Witnesses are the trees and the beaches, the streams and the rocks; nature, in its imperturbability, broadens the view and facilitates the awareness of what, without fear of contradiction, is Italy’s greatest failure, the most overwhelming proof of the peninsular inability to be human. While elsewhere, from Sweden to Japan, solutions are being worked out to improve workers’ welfare, to work less, to work better. Here certain topics are still treated as heretical, esoteric speculation. The world is full of accidents and the dead have no nationality. But the eighty workers who leave home to work and die every month in Italy say, in a sadly muted voice, that not all accidents can be ascribed to the dense and uncontrolled plots of chance. They point to the conniving semantic disorder that confuses the right to safety at work with an absurd and extravagant luxury, or worse, an excess of zeal. Work makes you free: this statement, with a vaguely Orwellian flavor, does not protect those women and men who have unjustly fallen asleep in the shadow of such a grand, deceitful promise.

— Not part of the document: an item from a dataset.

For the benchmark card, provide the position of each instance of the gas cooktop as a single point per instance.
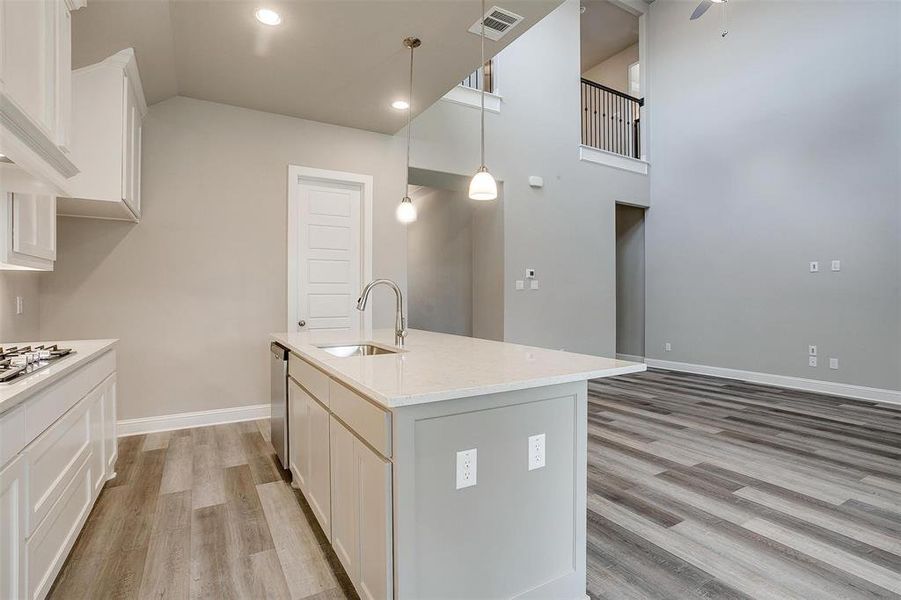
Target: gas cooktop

What remains are the headlines, the numbers fattening the statistics, our bovine assertiveness. Only If we are able to reorganise our vocabularies will work and dignity be synonyms again. For now, as if those boys we once were sensed the assassin dressed in white occupying the entire factory in the background, we will no longer set foot on that improvised soccer field. We will remember, to the point of tears, the calluses on our fathers’ hands, and reflect on our own, and we will stop carrying the coffin of our future on our shoulders.